Understanding Student Motivation and Affect in Middle School Mathematics Classrooms: Links with Algebra Course Placement and Achievement
Math course placement is a source of continued discrepancy in the United States. Over the past few decades policy initiatives have catalyzed revisions on how and when students are placed into their first Algebra course. Concerns over equity in access and the national goal of fostering a competent STEM workforce have motivated efforts to place more students into Algebra earlier. Students who are not selected into Algebra by the eighth grade, for example, face a blocked pathway to advanced math learning among other outcomes. Thus, efforts have predominantly focused on increasing Algebra course placement in eighth grade, a developmentally sensitive time that carries weight in shaping adolescent students’ beliefs, feelings, and goals for mathematics. While an extensive body of research has taken advantage of changing Algebra course placement policies to examine effects on a variety of student outcomes, research has yet to examine how course placement influences students’ motivation for mathematics and general states of affect (achievement emotions) in mathematics classrooms.
This dissertation seeks to initiate our understanding of how math course placement relates to students’ beliefs and feelings about mathematics by examining student reports of beliefs, goals, and achievement emotions within their mathematics classrooms during middle school. The studies presented here forth aim to make a unique contribution to this literature by examining the relation between middle school math course placement and students’ motivation for mathematics and affect in middle school mathematics classrooms—and further, relating changes in each to subsequent mathematics achievement. To my knowledge, these studies are the first to reveal information about Algebra course placement and students’ motivation and affect as research to date has examined the effects, influences, and associations of Algebra course placement on student cognitive and achievement outcomes.
The first study examines the changes in students’ goals, expectancy, and value for mathematics for students placed in eighth grade Algebra relative to peers placed in lower-level courses. This study extends analyses to examine whether the changes in students’ beliefs and goals in eighth grade relate to changes in achievement. The second part of this dissertation examines student-centered achievement emotions and affect as it surfaces within math classrooms. Achievement emotions and affect carries a significant contribution to the development of motivation and subsequent learning and experiences. For example, a student’s experience will inform anticipated emotions for future engagements, which will have an influence on that students’ motivation by affecting the choice of activities that he or she chooses to engage in. In Study 2 I examine changes in students’ achievement emotions (specifically, anxiety) and general states of positive or negative affect for students placed in eighth grade Algebra relative to peers placed in lower-level courses. In this study, as well as the third study, positive affect is characterized as students reporting feeling excited, interested, enthusiastic, and/or happy in their mathematics class. Negative affect is characterized by students’ reports of feeling irritated, bored, and/or exhausted in their mathematics class. The third study examines the association between students’ self-rated achievement emotions and affect and mathematics achievement as measured by a state standardized exam.

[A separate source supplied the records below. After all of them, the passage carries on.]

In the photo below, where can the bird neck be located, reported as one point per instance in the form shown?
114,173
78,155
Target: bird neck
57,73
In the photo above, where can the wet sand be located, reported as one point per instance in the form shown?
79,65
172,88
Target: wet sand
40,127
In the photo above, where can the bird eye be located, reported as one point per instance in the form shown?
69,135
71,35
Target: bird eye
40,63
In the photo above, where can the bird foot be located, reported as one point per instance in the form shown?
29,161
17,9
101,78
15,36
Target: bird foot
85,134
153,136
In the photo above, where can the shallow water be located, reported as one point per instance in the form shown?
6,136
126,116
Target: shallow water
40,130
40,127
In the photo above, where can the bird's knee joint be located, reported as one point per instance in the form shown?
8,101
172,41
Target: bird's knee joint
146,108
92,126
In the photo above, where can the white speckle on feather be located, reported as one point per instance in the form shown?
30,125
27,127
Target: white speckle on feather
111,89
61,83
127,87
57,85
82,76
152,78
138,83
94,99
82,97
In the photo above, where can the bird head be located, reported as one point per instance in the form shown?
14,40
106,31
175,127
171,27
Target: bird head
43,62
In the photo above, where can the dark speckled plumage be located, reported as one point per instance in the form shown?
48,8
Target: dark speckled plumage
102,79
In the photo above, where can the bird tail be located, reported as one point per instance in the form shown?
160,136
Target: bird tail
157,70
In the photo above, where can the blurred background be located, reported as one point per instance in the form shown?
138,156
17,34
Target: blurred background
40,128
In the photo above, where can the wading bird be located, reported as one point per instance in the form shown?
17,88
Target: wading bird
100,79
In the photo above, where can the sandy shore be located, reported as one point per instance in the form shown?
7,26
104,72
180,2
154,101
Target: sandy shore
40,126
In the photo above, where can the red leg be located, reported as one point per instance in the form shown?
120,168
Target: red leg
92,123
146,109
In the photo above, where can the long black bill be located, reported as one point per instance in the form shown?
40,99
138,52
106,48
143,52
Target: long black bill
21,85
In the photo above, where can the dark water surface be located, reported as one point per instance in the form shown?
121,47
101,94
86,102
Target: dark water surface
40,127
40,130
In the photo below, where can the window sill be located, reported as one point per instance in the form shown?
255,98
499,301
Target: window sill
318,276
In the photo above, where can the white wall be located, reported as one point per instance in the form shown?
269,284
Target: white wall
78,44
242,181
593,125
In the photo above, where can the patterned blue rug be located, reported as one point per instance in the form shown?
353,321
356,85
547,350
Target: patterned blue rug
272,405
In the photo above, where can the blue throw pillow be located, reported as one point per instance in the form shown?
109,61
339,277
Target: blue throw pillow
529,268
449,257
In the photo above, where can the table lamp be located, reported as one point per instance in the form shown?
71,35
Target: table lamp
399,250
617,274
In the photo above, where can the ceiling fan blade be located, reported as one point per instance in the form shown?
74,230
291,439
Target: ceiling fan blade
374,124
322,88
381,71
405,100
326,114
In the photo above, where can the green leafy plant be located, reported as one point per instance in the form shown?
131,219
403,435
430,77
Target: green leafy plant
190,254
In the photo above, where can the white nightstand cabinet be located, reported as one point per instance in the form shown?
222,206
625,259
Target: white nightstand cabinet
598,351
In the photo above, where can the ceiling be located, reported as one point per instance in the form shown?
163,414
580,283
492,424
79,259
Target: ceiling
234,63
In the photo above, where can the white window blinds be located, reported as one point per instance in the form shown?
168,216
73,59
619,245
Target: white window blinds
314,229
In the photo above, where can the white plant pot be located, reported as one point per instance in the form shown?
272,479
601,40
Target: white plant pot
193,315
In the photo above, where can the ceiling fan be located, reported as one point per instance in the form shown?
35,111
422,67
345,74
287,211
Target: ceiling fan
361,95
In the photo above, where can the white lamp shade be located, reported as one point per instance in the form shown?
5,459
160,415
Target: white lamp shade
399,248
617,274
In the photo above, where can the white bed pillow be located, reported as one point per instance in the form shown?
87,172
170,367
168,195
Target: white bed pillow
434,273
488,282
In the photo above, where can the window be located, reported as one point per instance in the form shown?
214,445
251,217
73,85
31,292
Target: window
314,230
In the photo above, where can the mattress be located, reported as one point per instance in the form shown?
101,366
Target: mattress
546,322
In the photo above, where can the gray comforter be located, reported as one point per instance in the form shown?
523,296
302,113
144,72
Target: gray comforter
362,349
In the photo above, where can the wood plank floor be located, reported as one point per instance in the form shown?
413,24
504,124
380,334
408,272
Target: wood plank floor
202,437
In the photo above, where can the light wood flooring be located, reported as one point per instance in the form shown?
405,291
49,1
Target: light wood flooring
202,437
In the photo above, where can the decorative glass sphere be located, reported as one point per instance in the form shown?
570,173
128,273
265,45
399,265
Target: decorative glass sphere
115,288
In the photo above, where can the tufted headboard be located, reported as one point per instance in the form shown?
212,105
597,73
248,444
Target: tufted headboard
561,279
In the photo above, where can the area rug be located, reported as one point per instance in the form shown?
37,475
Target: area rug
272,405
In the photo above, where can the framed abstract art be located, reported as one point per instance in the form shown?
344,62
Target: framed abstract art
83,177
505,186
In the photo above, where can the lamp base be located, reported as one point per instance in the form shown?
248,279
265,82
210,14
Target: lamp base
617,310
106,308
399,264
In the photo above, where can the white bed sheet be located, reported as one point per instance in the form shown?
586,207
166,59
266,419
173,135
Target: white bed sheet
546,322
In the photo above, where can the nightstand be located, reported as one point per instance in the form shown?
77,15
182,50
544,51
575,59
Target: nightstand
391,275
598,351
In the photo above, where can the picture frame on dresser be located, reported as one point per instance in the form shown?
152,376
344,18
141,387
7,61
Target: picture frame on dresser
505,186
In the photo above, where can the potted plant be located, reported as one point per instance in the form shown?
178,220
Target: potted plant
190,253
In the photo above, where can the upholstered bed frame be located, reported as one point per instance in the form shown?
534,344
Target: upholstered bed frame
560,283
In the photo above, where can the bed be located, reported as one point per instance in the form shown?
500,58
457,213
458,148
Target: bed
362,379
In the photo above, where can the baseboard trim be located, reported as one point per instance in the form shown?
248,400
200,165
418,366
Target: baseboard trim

The three studies in this dissertation aim to make a first contribution in the area of math course placement and adolescent motivation for mathematics by relaying information about how math course placement and changes in beliefs, goals, and affect contributes to the changes in students’ motivation for mathematics and achievement. The results will provide policy-relevant information that is specifically needed at this time of nascent course placement policy changes that are occurring in light of the recently adopted Common Core State Standards. As schools revise course placement and course taking trajectories, information about influences on the cultivation of students’ beliefs and feelings about mathematics carry meaningful utility in light of goals to prepare all students to succeed in an increasingly competitive global economy.